Key Highlights
- Bullion advanced as much as 1.2% to reach $4,796 per ounce following a brief downturn
- Washington initiated a naval blockade in the Strait of Hormuz amid ongoing diplomatic efforts
- Tehran and Washington both indicated willingness to pursue additional negotiation rounds
- The greenback’s decline for a seventh consecutive session provided tailwinds for precious metals
- March Producer Price Index figures expected to reveal energy-related inflationary pressures
Precious metals markets experienced upward momentum on Tuesday following a brief pullback, as emerging diplomatic signals between Washington and Tehran improved investor confidence.
Bullion in spot markets advanced 0.7% to reach $4,773.26 per ounce. The futures market saw gains of 0.4%, settling at $4,784.05 per ounce. During intraday trading, prices momentarily peaked at $4,796.

The upward movement occurred despite Washington’s implementation of a naval blockade targeting Iranian ports and coastal regions in the Persian Gulf, escalating military posturing against the Islamic Republic.
President Donald Trump revealed that Iranian representatives had initiated contact with his administration expressing interest in negotiating an agreement. Iranian President Masoud Pezeshkian acknowledged Tehran’s readiness to pursue diplomatic channels consistent with international frameworks.
US Vice President JD Vance, who spearheaded weekend diplomatic sessions in Pakistan, voiced measured optimism regarding potential progress. He emphasized that successful resolution hinges on Tehran’s forthcoming decisions.
Sources indicated that American and Iranian representatives were exploring arrangements for additional negotiations before the current two-week ceasefire concludes next week. The Pakistan-hosted discussions produced limited tangible outcomes.
The US dollar index extended its decline for a seventh consecutive trading day, marking its most prolonged slump in 24 months. Currency weakness typically bolsters gold valuations, as the metal is denominated in dollars.

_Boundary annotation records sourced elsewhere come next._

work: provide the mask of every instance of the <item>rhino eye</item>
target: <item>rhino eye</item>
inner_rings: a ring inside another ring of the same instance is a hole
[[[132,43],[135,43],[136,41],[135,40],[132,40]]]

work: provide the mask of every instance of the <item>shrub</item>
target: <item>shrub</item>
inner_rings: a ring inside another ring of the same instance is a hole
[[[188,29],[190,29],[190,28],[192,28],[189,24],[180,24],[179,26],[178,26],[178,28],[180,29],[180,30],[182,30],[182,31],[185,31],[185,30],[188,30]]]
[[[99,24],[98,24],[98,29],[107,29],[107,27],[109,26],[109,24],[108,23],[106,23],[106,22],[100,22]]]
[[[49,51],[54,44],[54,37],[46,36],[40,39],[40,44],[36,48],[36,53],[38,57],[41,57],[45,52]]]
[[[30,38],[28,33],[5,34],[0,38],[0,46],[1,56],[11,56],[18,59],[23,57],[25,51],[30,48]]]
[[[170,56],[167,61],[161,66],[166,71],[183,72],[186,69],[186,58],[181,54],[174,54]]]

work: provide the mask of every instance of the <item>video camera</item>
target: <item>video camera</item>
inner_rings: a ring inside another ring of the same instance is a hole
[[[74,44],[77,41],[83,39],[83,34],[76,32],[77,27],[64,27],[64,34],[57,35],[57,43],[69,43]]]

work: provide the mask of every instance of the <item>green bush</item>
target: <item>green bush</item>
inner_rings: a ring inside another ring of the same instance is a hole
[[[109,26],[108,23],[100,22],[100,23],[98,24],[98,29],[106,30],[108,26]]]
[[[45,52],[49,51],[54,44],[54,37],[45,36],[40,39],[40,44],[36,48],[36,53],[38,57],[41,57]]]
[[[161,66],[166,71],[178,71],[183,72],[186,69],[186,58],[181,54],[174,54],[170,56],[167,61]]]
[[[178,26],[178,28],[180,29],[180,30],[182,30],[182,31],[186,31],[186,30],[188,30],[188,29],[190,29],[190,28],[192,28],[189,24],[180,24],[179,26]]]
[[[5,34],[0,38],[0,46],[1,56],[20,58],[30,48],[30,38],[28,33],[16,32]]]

Oil prices retreated beneath the $100 per barrel threshold. This decline alleviated some inflationary anxieties that have pressured precious metals since hostilities commenced more than six weeks ago.
Interest Rate Outlook Constrains Bullion Gains
Notwithstanding Tuesday’s recovery, gold has declined approximately 10% since late February when the military confrontation erupted. During the conflict’s initial phase, market participants liquidated precious metal positions to offset losses in other asset classes amid a liquidity crunch.
Gold has been responding more to monetary policy expectations than traditional safe-haven demand, according to Justin Lin, investment strategist at Global X ETFs Australia. He noted that bullion was gaining from de-escalation optimism rather than risk-off sentiment.
The Federal Reserve’s monetary trajectory remains ambiguous. Current futures market pricing assigns below 20% probability to a rate reduction by year-end December.
Silver surged 2.5% to $77.51 per ounce. Both platinum and palladium registered gains as well. Earlier in the session, spot silver climbed 1.4% to $76.64 per ounce.
Producer Price Data Awaited
March Producer Price Index figures were scheduled for release later Tuesday. Market participants anticipated the report would demonstrate additional energy-induced pricing pressures.
Previous week’s Consumer Price Index data revealed substantial inflation acceleration. The Iran confrontation disrupted global energy distribution networks after Tehran imposed restrictions on Strait of Hormuz shipping lanes early in the crisis.
Elevated energy costs have intensified concerns that the Federal Reserve may maintain current rates or implement increases, creating headwinds for non-interest-bearing assets including gold.
Spot gold was quoted at $4,773.26 as of Tuesday afternoon in Singapore, with valuations remaining largely confined within a $4,700 to $4,900 band throughout the preceding week.